3G is political, partly because multibillion-dollar markets are always political, but also because the push to faster bandwidth is being driven heavily by demand for better cellular services in Japan and Europe -- but less so in the U.S.

Wireless data applications, such as wireless banking, are already seriously catching on in Japan and Europe, so expanding those capabilities abroad makes sense, analysts say. In Japan, the available wireless spectrum is being used up and another technological standard is needed.

Japan is likely to get the first 3G wireless bandwidth boost (up to 2M bit/sec.) in April of next year, followed by Europe in 2002 and the U.S. sometime between 2003 and 2005, analysts say.

"The U.S. is way behind in wireless, and even people in the wireless industry don't understand how far behind U.S. wireless data applications are compared to those abroad," says Alan Reiter, an analyst at Wireless Internet and Mobile Computing in Chevy Chase, Md.

"Phooey," say analysts such as Mark Zohar at Forrester Research Inc. in Cambridge, Mass. Carriers and equipment vendors like LM Ericsson Telephone Co., Nokia Corp., Lucent Technologies Inc. in Murray Hill, N.J., and Motorola Corp. in Schaumburg, Ill., are "bullish" on 3G, says Zohar.

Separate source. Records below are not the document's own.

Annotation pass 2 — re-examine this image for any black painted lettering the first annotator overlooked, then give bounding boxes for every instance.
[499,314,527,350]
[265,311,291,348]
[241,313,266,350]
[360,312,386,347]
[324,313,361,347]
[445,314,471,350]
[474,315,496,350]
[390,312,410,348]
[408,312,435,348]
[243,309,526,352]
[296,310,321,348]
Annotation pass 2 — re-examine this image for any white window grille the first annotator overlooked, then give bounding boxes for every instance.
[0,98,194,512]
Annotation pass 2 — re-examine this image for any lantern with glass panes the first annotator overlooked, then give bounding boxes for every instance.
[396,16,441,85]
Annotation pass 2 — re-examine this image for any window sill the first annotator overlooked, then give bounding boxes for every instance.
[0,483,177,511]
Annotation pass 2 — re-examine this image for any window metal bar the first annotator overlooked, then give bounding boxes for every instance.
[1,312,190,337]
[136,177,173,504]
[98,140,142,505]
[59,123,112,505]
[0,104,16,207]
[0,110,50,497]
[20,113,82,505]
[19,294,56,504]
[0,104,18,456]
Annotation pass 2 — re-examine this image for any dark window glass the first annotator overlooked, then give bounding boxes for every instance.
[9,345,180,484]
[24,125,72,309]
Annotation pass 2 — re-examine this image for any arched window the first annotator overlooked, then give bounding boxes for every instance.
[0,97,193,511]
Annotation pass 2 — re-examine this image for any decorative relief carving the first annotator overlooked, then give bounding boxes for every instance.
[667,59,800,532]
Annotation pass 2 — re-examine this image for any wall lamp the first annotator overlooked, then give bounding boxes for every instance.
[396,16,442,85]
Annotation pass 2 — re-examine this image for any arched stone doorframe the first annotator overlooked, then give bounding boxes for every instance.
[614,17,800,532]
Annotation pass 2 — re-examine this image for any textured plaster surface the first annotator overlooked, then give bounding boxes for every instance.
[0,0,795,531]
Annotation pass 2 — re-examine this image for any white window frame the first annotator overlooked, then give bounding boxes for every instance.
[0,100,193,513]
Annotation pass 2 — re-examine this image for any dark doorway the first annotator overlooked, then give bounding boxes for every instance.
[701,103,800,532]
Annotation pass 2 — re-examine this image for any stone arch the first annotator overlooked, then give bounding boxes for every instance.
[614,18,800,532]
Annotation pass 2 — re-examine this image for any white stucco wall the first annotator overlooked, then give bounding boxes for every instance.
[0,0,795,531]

Yet the "business models and applications remain unclear," Zohar adds. "Carriers believe that 3G is the technology that will launch them into new lucrative markets . . . but they don't know which applications to focus on."

However, even at today's slow speeds, there are many compelling wireless business applications, says Reiter, pointing to successes in vertical industries such as trucking, inventory control and public safety. He also says he sees more general wireless uses for business in the future. "In 3G, you could download brochures and see photos of products or do real-time demonstrations of products from a laptop," Reiter says.